With an aura of class and good taste, Grandpa had a vocabulary including an amazing number of dukes, archdukes, bishops and other high nobility. He was only too happy to tell, over and over again, about the time when he had served in the Austro-Hungarian army. It seems that the pomp and grandeur of the Empire captured my Grandpa's imagination and stayed imprinted there for ever. For a while, during his service, Grandpa had been assigned to the head gardener of some high military personage in Hungary. There, he must have learned about plants and gardening. I feel sure he also had a natural talent, love for the greenery and color, and a need to create beauty around him.

I remember him so often bent over some vines or tree limbs broken by the wind or children playing the ball. Embracing the plant with both hands, like a woman around her waist, a string of raffia in his mouth, he was getting ready to tie the plant's slender body to a home-made pole or some other kind of support. He would wrap the plant with a piece of soft cloth or rubber first, and then fasten it with the string very carefully, almost tenderly. Much later, I realized he had done that to avoid bruising the plant's tender tissue.
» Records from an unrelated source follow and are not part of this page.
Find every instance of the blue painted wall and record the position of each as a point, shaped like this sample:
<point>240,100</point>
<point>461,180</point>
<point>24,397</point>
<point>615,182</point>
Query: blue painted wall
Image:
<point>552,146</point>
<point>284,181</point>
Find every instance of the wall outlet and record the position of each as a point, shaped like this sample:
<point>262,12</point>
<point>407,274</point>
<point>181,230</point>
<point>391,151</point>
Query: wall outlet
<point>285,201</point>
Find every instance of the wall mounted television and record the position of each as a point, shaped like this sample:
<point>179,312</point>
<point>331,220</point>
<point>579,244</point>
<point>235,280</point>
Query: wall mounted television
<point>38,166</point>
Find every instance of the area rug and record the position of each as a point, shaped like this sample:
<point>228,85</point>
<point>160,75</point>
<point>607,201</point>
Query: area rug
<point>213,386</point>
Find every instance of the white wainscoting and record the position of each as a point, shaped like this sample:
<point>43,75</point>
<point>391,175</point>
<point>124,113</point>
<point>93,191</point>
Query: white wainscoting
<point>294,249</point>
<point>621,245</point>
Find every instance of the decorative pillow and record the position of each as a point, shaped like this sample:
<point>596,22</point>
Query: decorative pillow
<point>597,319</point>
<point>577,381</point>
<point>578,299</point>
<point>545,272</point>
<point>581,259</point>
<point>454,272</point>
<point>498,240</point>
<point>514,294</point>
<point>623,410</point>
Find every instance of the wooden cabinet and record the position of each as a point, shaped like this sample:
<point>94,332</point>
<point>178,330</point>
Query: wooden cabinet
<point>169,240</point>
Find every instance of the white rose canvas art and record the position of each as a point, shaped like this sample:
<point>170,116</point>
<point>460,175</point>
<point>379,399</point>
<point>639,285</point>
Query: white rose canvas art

He never liked to cut flowers to arrange them in vases or give them away. My Grandma, on the other hand, easily gave them to anyone who would ask: for the weddings, hospital visits and funerals. Without thinking, I considered it a nicer gesture. It took me some time to realize: Grandpa was not stingy; he just didn't like to kill plants or to hurt them. He nurtured and grew them, and always successfully healed them when somebody else had broken them. (As Grandpa had done before, now I collect the broken, dying plants that other people throw away because they do not look beautiful anymore. Most of the time, I win the battle with decay and dying, successfully nursing them back to life and their natural beauty).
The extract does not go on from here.